Sagt der NEW YORKER: „We are creatures of symbols, and our architecture tells us who we are.“ Wie wahr. Das Weiße Haus war immer zu klein und wohl auch zu piefig für die Weltmacht, der ansonsten keine Großkotzigkeit zu ordinär war. Ich erinnere noch die Ambition von Jackie Kennedy, hier etwas Mondänes einziehen zu lassen; Projekt Camelot. Und immer war klar, dass man hier nur vorübergehend hauste. Das ist der urdemokratische Charme. Gut so.
Wie hat Helmut Kohl, der Barocke, den supersachlichen Kanzlerbungalow in Bonn gehasst. Wie schrecklich hauste seine verlassene Gattin im abgedunkelten Betonklotz in Oggersheim. Ach, und dann der Exzess der Kleinbürgerlichkeit bei Helmut und Loki… Wir haben es in der Moderne verlernt, Paläste zu bauen und Denkmäler zu pflegen. Privat finde ich für mich ohnehin, dass man nicht das Recht zum Abriss hat; man renoviert, mehr nicht. Wir sollten lernen in den Schalen unserer Ahnen zu leben.
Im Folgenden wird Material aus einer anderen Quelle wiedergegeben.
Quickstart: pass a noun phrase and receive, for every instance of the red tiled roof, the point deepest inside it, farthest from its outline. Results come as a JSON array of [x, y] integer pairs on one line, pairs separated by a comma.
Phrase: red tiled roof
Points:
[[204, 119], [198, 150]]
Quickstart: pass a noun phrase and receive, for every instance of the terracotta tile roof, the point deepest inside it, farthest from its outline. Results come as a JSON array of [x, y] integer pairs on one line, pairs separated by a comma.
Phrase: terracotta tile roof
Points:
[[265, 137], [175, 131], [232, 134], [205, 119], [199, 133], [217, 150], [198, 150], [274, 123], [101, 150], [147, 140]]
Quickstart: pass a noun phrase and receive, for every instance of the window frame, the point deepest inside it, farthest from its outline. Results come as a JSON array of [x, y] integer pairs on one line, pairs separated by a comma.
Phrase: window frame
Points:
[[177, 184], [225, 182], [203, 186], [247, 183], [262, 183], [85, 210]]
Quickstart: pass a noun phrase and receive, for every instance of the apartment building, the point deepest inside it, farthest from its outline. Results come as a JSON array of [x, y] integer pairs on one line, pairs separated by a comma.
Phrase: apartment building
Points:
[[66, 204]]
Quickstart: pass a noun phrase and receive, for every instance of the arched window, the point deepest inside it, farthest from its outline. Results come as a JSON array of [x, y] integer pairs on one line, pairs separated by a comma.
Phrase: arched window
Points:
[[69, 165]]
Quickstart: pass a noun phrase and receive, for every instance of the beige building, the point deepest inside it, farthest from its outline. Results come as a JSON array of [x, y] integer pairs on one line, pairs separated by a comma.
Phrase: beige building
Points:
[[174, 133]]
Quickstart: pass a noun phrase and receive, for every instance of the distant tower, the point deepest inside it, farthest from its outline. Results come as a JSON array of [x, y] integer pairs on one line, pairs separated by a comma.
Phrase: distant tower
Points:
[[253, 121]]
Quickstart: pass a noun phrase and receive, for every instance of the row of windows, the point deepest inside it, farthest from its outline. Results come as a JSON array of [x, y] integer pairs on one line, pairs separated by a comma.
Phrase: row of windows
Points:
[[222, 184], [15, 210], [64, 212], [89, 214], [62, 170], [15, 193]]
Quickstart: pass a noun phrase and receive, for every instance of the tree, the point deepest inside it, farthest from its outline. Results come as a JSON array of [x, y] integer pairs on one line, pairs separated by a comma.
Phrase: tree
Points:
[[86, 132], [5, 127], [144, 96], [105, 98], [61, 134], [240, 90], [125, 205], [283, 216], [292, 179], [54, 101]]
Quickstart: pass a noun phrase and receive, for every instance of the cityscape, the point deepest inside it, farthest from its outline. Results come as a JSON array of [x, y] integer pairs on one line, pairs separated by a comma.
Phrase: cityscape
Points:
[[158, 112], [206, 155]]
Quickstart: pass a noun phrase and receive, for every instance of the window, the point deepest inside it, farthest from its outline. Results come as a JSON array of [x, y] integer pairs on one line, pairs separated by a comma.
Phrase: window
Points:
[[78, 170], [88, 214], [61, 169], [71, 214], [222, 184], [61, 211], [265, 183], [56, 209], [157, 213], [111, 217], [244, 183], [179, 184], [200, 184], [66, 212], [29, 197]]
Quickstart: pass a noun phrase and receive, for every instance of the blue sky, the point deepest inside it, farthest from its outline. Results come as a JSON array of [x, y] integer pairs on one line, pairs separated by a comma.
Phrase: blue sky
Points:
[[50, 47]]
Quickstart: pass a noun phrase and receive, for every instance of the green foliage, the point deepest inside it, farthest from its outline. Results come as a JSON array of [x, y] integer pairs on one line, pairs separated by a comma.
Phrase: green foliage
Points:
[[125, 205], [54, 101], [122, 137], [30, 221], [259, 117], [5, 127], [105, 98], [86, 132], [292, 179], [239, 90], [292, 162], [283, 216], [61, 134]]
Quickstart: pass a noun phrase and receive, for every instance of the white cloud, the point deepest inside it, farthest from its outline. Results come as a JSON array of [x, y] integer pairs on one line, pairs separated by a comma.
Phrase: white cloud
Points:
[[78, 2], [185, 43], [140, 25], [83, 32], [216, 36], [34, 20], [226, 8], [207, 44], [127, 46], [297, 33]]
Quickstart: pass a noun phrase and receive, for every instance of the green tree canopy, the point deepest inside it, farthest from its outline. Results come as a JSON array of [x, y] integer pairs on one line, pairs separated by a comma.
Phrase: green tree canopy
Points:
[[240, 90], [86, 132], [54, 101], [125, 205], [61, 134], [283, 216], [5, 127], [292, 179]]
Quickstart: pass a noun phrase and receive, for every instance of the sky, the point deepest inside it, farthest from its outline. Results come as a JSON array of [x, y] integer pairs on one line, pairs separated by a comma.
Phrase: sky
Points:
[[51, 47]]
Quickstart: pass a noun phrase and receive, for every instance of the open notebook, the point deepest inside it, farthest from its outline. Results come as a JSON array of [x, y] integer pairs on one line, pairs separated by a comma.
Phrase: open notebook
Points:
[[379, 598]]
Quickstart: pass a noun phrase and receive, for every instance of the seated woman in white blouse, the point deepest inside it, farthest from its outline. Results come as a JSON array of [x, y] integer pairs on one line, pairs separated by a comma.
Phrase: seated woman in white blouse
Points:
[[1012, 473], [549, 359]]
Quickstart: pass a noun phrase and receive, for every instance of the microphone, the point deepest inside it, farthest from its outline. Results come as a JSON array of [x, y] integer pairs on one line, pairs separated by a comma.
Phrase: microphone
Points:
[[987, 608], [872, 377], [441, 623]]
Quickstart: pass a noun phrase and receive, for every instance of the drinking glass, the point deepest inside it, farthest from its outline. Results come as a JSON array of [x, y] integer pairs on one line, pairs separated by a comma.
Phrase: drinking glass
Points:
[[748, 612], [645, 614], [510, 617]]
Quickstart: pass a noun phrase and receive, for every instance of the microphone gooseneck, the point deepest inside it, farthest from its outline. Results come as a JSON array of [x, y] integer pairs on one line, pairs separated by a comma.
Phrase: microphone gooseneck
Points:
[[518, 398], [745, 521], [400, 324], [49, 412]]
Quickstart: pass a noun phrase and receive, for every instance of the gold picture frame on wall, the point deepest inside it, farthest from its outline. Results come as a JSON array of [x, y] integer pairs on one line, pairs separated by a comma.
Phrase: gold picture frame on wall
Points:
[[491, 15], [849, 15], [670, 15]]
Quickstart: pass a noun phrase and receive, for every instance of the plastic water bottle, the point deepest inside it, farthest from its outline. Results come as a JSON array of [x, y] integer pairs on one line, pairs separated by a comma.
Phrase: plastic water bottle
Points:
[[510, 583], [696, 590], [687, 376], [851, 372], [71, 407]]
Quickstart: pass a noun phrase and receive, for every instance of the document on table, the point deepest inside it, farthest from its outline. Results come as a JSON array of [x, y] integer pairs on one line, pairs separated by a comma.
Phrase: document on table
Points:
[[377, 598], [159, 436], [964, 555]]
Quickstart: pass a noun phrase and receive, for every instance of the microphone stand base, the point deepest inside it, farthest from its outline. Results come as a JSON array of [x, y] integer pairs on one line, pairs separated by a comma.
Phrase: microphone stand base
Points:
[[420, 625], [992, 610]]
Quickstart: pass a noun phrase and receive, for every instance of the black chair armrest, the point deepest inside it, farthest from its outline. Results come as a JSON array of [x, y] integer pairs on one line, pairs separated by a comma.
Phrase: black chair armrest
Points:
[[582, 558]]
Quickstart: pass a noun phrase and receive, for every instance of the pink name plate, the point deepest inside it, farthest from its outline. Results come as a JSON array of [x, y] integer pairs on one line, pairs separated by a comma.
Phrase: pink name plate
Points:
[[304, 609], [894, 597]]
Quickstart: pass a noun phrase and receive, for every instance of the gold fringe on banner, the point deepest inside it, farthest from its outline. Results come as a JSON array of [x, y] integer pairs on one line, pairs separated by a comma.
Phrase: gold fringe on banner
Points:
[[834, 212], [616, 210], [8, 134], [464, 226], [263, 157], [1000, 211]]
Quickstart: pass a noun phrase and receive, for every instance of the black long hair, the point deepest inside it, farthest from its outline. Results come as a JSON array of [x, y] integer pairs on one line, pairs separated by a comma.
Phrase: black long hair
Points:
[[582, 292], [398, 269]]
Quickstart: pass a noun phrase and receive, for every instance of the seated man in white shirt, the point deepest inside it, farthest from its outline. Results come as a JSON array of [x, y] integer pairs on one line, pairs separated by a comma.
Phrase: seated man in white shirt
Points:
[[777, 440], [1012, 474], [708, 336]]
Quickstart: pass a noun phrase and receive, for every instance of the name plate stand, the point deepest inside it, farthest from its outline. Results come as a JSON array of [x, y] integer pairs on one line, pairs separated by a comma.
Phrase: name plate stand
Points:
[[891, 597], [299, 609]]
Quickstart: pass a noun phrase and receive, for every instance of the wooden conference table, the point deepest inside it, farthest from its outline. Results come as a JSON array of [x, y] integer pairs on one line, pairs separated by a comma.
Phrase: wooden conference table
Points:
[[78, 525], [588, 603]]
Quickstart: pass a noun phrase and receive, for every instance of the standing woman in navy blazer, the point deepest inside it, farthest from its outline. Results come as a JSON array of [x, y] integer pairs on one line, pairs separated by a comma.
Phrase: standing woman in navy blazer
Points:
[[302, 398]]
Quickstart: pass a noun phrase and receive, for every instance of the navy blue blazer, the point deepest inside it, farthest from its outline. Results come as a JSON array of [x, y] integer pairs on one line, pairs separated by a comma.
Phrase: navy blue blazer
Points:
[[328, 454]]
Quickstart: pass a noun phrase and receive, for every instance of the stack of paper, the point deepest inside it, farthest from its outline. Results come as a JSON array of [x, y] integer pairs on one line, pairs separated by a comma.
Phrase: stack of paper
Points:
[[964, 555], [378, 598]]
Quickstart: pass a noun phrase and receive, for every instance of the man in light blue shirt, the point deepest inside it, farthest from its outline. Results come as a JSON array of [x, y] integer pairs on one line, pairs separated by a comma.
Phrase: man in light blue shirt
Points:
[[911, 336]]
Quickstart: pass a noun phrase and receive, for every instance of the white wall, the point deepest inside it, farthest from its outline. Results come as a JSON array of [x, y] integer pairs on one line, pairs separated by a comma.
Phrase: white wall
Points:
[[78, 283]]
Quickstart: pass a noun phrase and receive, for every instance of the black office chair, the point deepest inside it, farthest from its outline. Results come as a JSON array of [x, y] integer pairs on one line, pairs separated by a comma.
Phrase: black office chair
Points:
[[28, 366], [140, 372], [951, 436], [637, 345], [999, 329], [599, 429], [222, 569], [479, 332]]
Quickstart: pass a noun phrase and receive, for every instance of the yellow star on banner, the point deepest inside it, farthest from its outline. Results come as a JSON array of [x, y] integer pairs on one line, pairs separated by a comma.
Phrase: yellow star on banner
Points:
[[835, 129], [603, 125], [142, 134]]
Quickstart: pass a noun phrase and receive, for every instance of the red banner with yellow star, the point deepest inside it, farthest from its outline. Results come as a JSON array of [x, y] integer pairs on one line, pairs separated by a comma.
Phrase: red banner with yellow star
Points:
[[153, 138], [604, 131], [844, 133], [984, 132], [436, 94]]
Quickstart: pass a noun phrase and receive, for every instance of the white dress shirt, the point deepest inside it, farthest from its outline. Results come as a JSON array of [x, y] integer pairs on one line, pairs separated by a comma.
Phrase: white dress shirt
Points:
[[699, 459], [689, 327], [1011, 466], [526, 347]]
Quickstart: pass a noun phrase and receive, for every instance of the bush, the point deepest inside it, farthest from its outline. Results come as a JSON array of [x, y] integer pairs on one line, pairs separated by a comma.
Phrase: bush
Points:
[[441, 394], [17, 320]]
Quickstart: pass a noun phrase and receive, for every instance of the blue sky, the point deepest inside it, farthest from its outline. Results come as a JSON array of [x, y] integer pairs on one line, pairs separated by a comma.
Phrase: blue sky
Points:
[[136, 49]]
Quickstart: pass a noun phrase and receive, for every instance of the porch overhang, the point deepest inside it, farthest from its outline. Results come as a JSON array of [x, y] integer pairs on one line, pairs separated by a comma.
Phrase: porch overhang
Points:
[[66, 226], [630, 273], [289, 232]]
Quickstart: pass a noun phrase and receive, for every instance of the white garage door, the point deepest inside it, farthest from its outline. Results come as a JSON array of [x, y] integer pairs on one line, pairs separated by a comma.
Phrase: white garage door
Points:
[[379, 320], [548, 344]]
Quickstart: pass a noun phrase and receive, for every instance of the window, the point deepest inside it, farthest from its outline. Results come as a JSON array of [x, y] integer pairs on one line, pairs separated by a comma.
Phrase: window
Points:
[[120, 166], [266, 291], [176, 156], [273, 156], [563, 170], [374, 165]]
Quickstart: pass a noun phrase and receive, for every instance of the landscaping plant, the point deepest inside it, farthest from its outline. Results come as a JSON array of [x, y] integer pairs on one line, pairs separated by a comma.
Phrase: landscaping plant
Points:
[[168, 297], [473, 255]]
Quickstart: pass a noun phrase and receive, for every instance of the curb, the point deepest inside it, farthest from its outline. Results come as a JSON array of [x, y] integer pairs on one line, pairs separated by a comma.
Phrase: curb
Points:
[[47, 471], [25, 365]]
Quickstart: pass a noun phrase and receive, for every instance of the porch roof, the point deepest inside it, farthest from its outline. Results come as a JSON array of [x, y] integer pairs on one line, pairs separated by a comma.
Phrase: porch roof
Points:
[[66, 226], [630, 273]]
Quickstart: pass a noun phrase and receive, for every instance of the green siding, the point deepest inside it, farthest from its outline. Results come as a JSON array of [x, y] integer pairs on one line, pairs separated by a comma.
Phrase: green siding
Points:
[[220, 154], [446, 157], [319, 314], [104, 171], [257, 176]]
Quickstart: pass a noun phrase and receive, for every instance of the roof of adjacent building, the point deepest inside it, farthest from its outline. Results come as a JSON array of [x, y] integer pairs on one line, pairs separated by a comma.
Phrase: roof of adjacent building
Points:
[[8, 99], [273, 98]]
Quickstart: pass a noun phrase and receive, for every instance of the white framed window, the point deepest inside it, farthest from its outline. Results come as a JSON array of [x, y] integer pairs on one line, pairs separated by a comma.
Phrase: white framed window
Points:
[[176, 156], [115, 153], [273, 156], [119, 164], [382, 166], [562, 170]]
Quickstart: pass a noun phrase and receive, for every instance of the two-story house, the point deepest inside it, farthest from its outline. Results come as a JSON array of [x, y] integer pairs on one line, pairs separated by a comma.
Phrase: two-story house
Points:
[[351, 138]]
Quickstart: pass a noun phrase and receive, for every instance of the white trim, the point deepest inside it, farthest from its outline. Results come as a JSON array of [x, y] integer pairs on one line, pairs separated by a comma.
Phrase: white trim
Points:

Jede Scheune hat die Maße einer kleinen Kathedrale.
Aber Humor hat sie, die gelbe Abrissbirne im weißen Ballsaal. Als die Gattin von Amtsvorgänger Bill Clinton sich kritisch zum Abriss äußerte, antwortete er, er werde den neuen Flügel „Monica-Lewinsky-Saal“ nennen. Gegen diesen frechen Witz gewinnt nicht, was mal vornehm tat, aber eben auch nur billig war.